Because it was named after Helms, it is properly known as "Helms' butterfly", although this is often misspelled as "Helm's butterfly". The name "forest ringlet" is more commonly used.

== Ecology ==
The forest ringlet caterpillar is nocturnal and feeds on "cutty grass" (Gahnia) and bush snowgrass (Chionochloa) from spring to early autumn. Adults live for three or four weeks and are fast-flying, found in January and February in clearings or near forest edges, mainly in beech (Nothofagus) forest north of about Lewis Pass.

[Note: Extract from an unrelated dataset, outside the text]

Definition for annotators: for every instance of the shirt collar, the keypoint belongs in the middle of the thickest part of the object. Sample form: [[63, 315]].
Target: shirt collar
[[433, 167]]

== Predators, parasites and diseases ==
The cocoon and larvae of D. helmsii are parasitised by the wasp Meteorus pulchricornis.

== Conservation ==
Dodonidia helmsii was once widespread in New Zealand, including the Wellington and Auckland area, but has become significantly rarer over the last 50 years. There are two causes: the increasing rarity in lowland areas of the sedges that are its food plant, and the introduction of predatory wasps to New Zealand that prey on its larvae. Forest ringlets have disappeared from forest below 400 m altitude, but are still found at 600 m or higher, the altitudinal limit for the German and common wasps. This species has been classified as having the "At Risk, Relict" conservation status under the New Zealand Threat Classification System.